Kard. Dziwisz: "Kod da Vinci" to film propagandowy i antykościelny
Metropolita krakowski kard. Stanisław Dziwisz uznaje "Kod da Vinci" za film propagandowy i antykościelny. Obraz ten przedstawia jego zdaniem świadomie zdeformowany wizerunek Kościoła katolickiego. Hierarcha apeluje o nie przysparzanie korzyści wrogom chrześcijaństwa.

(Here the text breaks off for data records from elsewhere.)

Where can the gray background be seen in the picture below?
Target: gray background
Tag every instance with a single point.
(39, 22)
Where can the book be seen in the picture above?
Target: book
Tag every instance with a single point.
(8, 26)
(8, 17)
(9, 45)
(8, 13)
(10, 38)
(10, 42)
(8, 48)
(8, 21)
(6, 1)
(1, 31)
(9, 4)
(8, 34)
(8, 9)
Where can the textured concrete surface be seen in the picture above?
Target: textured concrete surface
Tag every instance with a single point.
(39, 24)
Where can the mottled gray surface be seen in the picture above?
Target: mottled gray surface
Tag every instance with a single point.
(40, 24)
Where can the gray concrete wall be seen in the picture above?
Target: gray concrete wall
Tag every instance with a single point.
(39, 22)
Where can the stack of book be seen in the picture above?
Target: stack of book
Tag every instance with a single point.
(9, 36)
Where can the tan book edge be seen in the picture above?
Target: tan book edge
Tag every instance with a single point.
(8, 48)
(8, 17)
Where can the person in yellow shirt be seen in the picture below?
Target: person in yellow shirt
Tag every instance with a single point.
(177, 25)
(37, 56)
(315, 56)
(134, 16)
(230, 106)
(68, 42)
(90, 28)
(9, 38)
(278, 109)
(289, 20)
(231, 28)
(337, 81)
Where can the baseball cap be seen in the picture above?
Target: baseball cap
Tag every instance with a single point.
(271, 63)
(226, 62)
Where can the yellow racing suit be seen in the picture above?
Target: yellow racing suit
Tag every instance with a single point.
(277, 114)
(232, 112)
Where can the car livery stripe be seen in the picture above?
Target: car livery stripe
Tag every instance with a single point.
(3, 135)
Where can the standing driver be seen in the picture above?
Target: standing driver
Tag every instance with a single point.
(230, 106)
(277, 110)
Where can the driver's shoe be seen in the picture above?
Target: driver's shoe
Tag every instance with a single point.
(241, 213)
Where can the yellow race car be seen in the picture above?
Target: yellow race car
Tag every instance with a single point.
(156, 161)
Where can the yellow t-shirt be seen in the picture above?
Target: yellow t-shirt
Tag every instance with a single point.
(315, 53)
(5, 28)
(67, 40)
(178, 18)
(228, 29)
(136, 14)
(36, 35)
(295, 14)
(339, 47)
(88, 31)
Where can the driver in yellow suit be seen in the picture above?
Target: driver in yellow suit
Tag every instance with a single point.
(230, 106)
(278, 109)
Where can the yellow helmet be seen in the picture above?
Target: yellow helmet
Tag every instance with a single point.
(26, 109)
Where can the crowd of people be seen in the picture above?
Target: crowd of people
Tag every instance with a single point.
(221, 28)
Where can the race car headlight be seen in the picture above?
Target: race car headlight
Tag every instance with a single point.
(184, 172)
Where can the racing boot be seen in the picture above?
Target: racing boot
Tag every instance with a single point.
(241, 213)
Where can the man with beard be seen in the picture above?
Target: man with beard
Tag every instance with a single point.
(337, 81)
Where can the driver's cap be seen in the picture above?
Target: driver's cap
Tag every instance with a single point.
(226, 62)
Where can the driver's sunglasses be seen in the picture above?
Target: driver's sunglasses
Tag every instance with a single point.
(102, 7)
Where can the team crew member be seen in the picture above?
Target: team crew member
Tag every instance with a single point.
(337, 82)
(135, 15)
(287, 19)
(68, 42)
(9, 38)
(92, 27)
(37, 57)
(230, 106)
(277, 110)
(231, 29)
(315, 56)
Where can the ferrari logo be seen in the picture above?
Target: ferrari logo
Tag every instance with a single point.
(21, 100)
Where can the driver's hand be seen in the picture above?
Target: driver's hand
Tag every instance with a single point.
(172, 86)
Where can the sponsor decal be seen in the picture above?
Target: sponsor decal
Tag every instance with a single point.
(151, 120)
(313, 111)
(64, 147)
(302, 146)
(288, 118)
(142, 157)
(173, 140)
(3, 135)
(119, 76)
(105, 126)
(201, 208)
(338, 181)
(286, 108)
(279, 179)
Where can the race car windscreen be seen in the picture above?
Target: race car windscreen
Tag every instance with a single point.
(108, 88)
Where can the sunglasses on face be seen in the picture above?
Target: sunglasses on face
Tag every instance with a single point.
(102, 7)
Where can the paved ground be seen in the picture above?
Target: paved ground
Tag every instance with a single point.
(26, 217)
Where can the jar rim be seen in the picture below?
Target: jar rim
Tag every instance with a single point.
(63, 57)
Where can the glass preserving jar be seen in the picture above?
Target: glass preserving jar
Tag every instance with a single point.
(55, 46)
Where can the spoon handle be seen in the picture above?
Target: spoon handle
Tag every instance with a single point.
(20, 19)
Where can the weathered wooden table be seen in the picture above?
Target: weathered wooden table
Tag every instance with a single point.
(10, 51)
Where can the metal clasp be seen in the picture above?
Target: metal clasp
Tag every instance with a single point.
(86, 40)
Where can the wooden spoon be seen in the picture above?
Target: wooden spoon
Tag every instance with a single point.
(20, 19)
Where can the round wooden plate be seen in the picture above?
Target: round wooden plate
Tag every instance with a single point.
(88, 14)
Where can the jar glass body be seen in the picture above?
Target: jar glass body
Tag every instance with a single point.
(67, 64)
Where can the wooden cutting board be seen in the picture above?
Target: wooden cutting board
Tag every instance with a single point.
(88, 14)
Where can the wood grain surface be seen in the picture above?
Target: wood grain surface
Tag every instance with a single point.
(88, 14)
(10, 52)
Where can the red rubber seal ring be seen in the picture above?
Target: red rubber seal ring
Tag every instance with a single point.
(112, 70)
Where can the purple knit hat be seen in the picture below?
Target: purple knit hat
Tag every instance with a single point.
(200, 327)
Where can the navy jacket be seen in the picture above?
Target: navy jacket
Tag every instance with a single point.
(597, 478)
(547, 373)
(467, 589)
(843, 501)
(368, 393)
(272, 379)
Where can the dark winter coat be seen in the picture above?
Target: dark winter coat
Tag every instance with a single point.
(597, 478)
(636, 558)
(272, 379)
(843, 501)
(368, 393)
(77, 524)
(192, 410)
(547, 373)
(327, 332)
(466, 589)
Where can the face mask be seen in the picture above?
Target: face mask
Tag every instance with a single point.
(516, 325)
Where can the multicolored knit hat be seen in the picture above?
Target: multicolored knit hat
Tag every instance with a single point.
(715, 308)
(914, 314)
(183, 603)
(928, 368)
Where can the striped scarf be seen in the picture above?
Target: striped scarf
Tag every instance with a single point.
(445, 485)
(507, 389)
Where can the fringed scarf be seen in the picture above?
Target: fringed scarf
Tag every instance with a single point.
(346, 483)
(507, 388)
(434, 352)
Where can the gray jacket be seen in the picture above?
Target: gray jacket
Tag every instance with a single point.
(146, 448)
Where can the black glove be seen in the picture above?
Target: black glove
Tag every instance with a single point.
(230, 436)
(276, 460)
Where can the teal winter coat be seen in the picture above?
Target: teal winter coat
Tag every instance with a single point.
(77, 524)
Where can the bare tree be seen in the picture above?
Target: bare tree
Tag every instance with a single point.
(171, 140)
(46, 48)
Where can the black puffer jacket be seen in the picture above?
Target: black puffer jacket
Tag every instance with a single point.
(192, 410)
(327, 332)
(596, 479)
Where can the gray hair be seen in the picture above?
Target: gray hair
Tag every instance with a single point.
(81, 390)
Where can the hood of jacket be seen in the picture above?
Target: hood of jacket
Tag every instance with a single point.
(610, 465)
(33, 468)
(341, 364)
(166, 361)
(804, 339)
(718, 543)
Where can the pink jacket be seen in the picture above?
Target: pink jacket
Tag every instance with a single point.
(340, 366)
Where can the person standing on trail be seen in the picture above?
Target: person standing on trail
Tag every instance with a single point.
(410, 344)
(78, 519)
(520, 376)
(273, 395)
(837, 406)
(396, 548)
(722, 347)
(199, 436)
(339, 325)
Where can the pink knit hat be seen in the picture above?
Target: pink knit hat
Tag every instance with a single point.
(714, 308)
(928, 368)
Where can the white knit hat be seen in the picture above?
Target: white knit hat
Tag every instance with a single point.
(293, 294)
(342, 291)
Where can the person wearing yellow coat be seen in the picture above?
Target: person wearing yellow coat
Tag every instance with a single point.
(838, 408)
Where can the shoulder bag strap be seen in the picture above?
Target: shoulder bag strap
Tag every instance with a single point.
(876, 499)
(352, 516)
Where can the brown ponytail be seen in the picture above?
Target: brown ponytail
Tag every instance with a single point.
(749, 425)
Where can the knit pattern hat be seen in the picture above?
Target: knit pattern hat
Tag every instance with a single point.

18.05.2006 | aktual.: 18.05.2006 14:13
W swoim oświadczeniu, kardynał Dziwisz podkreślił, że "ukrytym celem filmu jest przekonanie widzów, że chrześcijaństwo jest religią sprzeczności, zatajeń i fałszu". Sam film, podobnie jak książka Dana Browna, jest w ocenie kard. Dziwisza jest "oparty na licznych błędach i kłamstwach, zaprzecza bóstwu Jezusa Chrystusa, podważa wiarygodność Ewangelii oraz w bezprecedensowy sposób uderza w Kościół katolicki".
Kard. Dziwisz podkreśla, że film jest symptomem szerzącej się w pewnych kręgach nienawiści do Kościoła katolickiego.
Zdaniem metropolity, producenci filmu uciekli się do sensacji, kłamstwa, podważania najwyższych wartości wspólnych wielu milionom ludzi na świecie, a niekiedy wręcz bluźnierstwa, dla osiągnięcia zamierzonych korzyści.
Hierarcha ostrzega, że "Kod da Vinci" dla wrogów Kościoła może stać się "pożywką" do wywołania kolejnych oskarżeń i swoistej kampanii antykościelnej i antyreligijnej.
Według metropolity krakowskiego chrześcijanie nie mogą pozostać bezczynni. Powinni przygotować się do świadczenia i mówienia prawdy o Jezusie Chrystusie i "wzmóc modlitwę za tych, którzy obrażają uczucia religijne innych".
Kardynał uważa, że choć protesty mogą przysporzyć zainteresowania filmowi to - jak napisał - "ufamy głęboko, że zło może obrócić się w dobro, kłamstwo skłonić do poszukiwania prawdy, a brak szacunku do człowieka przemienić się w miłość i przebaczenie".
Opinia kard. Dziwisza nie zawiera bezpośredniego wezwania do bojkotu "Kodu", jednak pojawia się w niej apel, by "nie przysparzać korzyści i popularności wrogom chrześcijaństwa".
Pisemne stanowisko metropolity krakowskiego zostało przekazane księżom Archidiecezji Krakowskiej "do wykorzystania duszpasterskiego".